Die Front der Gegner des Videobeweises bröckelt. In einer Umfrage vor Beginn der Rückrunde sprachen sich knapp 50 Prozent der Bundesligaprofis dafür aus, 45 Prozent waren dagegen. Die Fans sind längst mit großer Mehrheit (bei verschiedenen Umfragen um die 80 Prozent) für den Videobeweis.

Immerhin: Auch der für Regelfragen zuständige International Football Association Board (IFAB) des Weltverbandes Fifa will bei seiner Jahresversammlung in rund einem Monat (4. bis 6. März in Cardiff/Wales) über die Einführung des Videobeweises (allerdings vorerst nur zu Testzwecken) beraten.

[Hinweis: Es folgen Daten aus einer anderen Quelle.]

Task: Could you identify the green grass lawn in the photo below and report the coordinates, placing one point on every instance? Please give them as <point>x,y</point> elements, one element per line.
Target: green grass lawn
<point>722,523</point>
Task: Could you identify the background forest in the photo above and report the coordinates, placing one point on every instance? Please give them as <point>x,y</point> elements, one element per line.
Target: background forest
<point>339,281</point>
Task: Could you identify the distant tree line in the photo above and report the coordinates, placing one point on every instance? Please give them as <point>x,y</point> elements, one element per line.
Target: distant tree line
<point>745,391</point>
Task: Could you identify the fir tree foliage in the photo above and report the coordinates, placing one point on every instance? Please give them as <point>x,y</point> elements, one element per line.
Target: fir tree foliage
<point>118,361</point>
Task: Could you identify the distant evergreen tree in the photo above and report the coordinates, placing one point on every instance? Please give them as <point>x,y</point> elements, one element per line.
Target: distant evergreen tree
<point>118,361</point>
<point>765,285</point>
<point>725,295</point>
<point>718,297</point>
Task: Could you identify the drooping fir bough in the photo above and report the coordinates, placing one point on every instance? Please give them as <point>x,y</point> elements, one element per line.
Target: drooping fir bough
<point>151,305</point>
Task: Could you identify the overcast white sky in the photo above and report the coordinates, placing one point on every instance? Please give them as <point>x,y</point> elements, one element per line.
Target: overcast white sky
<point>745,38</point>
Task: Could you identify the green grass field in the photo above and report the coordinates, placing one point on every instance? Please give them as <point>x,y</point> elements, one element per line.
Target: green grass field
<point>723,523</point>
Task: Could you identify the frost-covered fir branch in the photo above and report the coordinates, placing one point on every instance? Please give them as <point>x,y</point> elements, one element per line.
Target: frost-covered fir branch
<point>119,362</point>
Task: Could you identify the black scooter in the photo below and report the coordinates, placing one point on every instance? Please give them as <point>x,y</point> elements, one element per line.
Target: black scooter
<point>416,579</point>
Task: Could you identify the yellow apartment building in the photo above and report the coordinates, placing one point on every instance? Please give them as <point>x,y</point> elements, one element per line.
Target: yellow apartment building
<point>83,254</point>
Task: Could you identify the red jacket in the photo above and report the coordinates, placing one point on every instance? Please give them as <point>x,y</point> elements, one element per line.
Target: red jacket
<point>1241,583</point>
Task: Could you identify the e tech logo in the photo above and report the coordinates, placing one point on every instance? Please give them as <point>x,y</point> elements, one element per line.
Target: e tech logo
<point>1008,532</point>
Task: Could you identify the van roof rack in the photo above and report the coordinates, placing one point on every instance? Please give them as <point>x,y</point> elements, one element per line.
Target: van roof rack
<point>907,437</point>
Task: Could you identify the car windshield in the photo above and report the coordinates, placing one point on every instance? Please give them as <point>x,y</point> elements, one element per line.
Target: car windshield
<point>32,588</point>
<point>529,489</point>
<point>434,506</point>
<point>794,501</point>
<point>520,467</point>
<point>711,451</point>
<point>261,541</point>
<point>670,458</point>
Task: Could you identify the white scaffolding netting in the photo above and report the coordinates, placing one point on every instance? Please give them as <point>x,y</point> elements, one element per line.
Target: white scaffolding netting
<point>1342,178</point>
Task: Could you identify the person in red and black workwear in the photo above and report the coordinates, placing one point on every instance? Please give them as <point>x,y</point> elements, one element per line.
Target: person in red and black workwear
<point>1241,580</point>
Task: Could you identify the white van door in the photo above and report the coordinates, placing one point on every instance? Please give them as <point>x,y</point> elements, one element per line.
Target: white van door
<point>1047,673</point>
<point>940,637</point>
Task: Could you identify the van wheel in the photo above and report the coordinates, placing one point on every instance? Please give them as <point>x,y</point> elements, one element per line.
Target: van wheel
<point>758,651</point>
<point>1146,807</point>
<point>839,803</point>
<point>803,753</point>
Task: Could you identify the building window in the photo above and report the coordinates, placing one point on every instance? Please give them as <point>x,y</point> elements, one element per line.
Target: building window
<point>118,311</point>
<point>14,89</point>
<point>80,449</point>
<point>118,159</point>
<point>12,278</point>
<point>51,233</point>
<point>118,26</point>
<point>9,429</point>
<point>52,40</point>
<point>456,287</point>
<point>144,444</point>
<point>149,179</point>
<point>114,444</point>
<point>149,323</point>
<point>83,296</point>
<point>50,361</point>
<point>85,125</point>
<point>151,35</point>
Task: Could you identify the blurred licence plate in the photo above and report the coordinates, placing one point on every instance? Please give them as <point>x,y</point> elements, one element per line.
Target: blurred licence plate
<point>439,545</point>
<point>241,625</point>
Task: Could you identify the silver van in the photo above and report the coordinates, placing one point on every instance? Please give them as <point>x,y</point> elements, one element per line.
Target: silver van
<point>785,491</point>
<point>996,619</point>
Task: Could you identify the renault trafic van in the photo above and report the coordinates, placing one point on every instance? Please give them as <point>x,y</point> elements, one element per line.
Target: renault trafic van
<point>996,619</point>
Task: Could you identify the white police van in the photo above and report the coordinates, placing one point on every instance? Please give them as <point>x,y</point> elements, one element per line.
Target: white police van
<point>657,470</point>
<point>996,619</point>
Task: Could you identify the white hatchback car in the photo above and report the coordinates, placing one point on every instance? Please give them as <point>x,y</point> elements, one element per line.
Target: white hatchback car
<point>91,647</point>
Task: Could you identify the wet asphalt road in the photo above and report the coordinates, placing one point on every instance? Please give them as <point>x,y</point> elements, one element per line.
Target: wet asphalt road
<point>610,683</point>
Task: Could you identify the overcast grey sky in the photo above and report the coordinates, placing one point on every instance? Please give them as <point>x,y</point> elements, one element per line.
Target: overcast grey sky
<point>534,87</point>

Bis es zu einer endgültigen Entscheidung wie vor 14 Monaten bei der Torlinientechnik kommt, sind den Unparteiischen weiter die Hände gebunden.

Beim FC Ingolstadt bezieht Geschäftsführer Harald Gärtner klar Stellung. "Ich stehe dem Videobeweis positiv gegenüber und glaube, dass es nur eine Frage der Zeit ist, bis er kommt. Es geht um so viel, um Fairness und auch um wirtschaftliche Folgen. Man darf sich Neuerungen nicht verschließen", sagt Gärtner. Sowohl das entscheidende Abseitstor als auch das nicht gegebene Eigentor von Hummels hätte laut Gärtner mit technischen Hilfsmitteln geklärt werden können.

FCI-Trainer Ralph Hasenhüttl ist da skeptischer. "Wenn ich verfolge, wie unterschiedlich sich Experten über die strittigen Situationen äußern, weiß ich, dass uns auch ein Videobeweis nicht helfen wird. Es bleibt immer eine Auslegungssache", meint Hasenhüttl. Auch BVB-Geschäftsführer Hans-Joachim Watzke ist zurückhaltend. "Wir müssen aufpassen, dass wir kein Debattierzirkel werden. Wenn das Spiel unterbrochen ist, dann kann man darüber diskutieren", meinte Watzke vorsichtig.

Der deutsche Schiedsrichter-Boss Herbert Fandel hatte zuletzt mehrfach betont, dass der Deutsche Fußball-Bund (DFB) eine Vorreiterrolle einnehmen wolle, falls der Videobeweis testweise eingeführt werden sollte. "Wir haben ein großes Interesse daran, in der ersten Reihe zu stehen, wenn ein Pilotprojekt beginnt. Deshalb warten wir mit Spannung auf die endgültige Entscheidung der Fifa", sagte Fandel.

Bisher ist ein Pilotprojekt nur in den Niederlanden zugelassen. Fandel hofft nun auf grünes Licht vom IFAB: "Als Schiedsrichter möchten wir modernen Entwicklungen nicht nur zu- oder hinterherschauen, sondern diese selbst mitgestalten."